Limiting resource consumption on servers.

In my last blog entry I described the problem of servers over committing resources. There are several solution to this problem. The simplest and most common is to make sure that the critical resource is easily and smoothly controlled by the host OS: CPU time. If the server load is CPU bound, the other resources won’t be a problem. IT operation groups know how to monitor and load balance servers based on CPU utilization.

A much more sophisticated but general solution is based on controlling the inbound processing rate of requests. It requires to monitor *all* of the resources which can become scarce (memory, database connections, etc..) and start throttling the processing of incoming requests when any of these resources become close to their maximum.
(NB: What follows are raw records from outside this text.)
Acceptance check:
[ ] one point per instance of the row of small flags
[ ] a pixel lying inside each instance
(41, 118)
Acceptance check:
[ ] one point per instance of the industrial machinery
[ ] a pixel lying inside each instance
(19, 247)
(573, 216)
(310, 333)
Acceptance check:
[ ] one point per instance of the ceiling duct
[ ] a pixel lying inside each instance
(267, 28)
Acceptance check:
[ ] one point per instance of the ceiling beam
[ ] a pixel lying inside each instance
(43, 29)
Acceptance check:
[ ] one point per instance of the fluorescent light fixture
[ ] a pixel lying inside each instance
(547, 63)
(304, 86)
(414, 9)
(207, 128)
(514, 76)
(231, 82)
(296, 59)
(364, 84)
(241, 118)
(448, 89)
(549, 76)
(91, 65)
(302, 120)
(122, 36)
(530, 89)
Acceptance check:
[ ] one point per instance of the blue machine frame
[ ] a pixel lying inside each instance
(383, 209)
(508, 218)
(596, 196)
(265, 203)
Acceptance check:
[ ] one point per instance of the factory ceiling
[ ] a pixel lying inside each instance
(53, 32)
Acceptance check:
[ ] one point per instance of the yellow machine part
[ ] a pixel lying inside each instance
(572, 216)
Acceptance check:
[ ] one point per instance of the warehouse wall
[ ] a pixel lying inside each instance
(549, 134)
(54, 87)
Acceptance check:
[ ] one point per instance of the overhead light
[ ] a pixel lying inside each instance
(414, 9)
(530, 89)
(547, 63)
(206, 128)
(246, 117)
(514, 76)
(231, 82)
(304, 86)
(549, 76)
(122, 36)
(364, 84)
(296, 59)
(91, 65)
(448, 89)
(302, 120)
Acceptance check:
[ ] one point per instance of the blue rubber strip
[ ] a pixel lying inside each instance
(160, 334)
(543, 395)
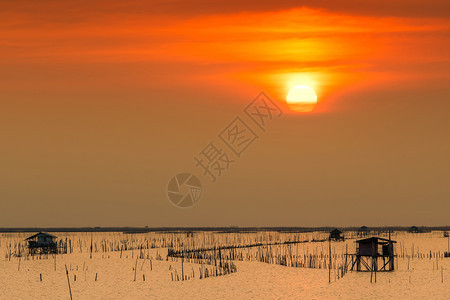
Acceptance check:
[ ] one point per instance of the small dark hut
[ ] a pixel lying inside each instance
(371, 252)
(414, 229)
(335, 235)
(363, 231)
(42, 243)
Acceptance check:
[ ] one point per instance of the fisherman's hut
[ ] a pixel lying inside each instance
(335, 235)
(374, 254)
(42, 243)
(363, 231)
(414, 229)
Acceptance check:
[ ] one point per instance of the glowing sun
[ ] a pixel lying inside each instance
(301, 98)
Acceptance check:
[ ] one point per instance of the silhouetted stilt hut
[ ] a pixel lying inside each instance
(42, 243)
(335, 235)
(414, 229)
(374, 254)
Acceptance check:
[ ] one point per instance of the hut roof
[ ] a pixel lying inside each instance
(377, 240)
(40, 234)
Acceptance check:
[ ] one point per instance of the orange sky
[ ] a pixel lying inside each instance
(81, 75)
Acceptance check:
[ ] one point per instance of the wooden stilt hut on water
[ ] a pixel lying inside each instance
(374, 254)
(42, 243)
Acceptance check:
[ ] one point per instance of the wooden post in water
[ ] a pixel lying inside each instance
(68, 282)
(329, 263)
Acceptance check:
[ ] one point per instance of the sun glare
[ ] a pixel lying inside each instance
(301, 98)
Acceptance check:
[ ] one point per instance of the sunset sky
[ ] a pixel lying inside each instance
(102, 102)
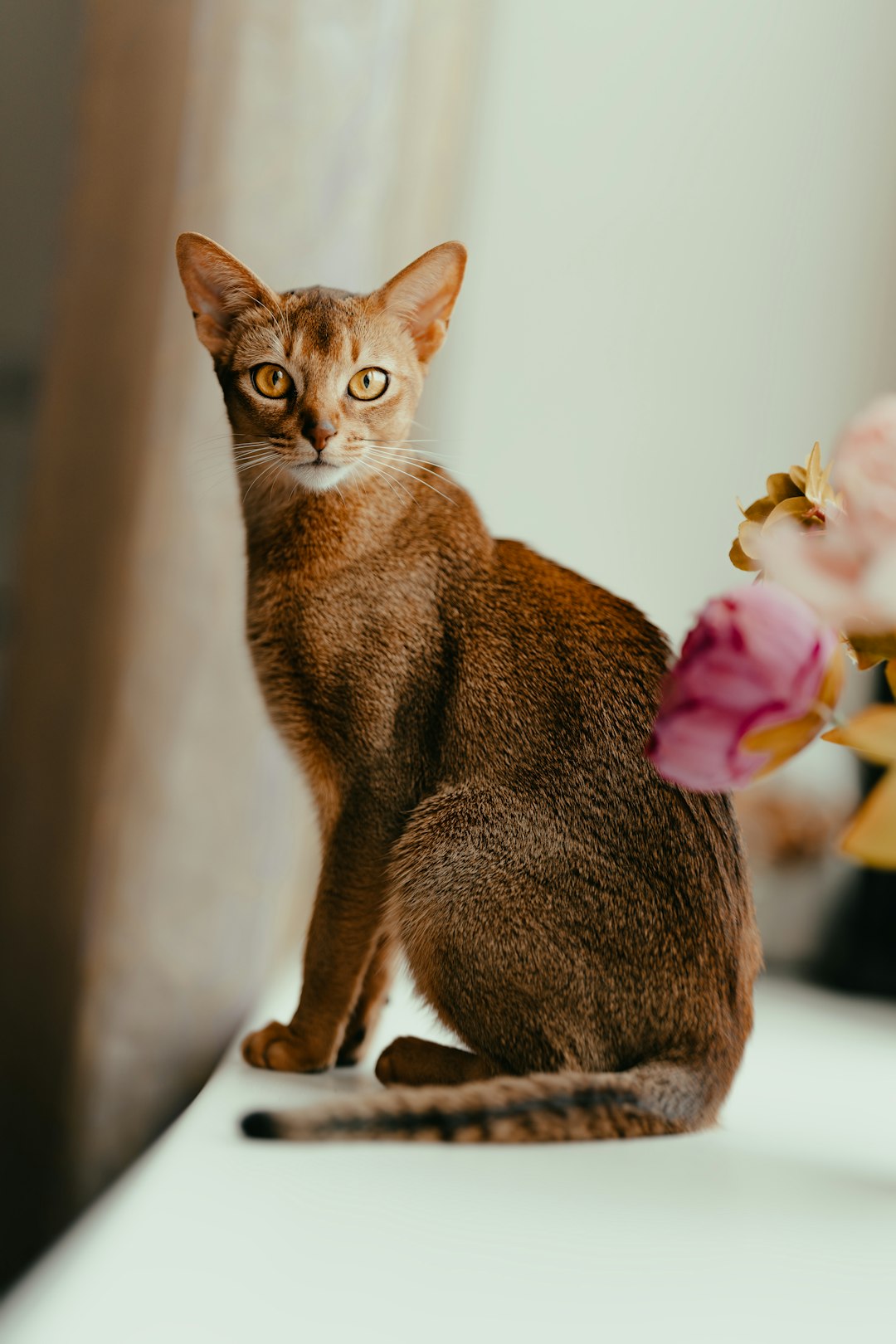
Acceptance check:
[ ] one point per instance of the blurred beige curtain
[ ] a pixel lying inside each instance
(158, 845)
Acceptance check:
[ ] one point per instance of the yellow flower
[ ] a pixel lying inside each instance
(871, 836)
(802, 494)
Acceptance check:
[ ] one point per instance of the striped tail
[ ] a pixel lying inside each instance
(540, 1108)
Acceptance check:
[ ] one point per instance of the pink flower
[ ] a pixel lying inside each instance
(757, 680)
(846, 570)
(865, 472)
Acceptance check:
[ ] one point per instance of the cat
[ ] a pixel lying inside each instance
(472, 719)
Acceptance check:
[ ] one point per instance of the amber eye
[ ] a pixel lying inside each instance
(271, 381)
(367, 385)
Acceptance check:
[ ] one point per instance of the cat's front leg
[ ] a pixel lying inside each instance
(342, 941)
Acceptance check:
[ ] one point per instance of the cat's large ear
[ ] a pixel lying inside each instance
(218, 288)
(422, 296)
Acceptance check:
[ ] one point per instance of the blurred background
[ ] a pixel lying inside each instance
(680, 222)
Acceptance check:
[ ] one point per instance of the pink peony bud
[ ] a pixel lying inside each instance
(757, 680)
(846, 570)
(865, 472)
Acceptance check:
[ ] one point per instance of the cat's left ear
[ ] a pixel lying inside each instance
(422, 296)
(218, 290)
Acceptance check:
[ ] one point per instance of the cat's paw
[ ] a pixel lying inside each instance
(280, 1047)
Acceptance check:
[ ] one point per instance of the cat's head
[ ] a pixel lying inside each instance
(320, 375)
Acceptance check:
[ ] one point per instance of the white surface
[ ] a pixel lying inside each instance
(779, 1225)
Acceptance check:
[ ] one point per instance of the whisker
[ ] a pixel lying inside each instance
(388, 481)
(275, 464)
(429, 485)
(422, 466)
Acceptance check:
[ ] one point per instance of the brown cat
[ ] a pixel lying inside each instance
(472, 719)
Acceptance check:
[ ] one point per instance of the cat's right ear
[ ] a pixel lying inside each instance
(218, 290)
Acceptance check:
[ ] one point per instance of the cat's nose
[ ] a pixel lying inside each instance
(319, 435)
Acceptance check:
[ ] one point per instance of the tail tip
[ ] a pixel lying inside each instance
(258, 1124)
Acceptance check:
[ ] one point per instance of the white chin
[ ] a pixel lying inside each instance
(319, 476)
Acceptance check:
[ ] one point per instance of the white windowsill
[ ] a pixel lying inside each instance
(778, 1225)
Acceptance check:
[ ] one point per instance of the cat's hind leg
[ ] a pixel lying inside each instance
(422, 1062)
(370, 1004)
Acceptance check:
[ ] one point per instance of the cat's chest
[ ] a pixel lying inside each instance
(338, 655)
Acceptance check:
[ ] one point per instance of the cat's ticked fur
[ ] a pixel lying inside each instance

This can be accomplished by placing incoming requests into a staging queue where they will be picked up and processed. The staging queue itself can be maintained using very few resources from the server - some memory, very little CPU, and pretty much nothing else because the request is left into an un-processed state when it is queued up. The staging queue length needs to be regulated: Ideally, it should be very small when the server is running under optimal load and it should be constant under steady state. It should be allowed to grow when resources get scarce because of an over commitment. The idea is that this over commitment is going to be resolved when the few “abnormal” requests have been fully processed.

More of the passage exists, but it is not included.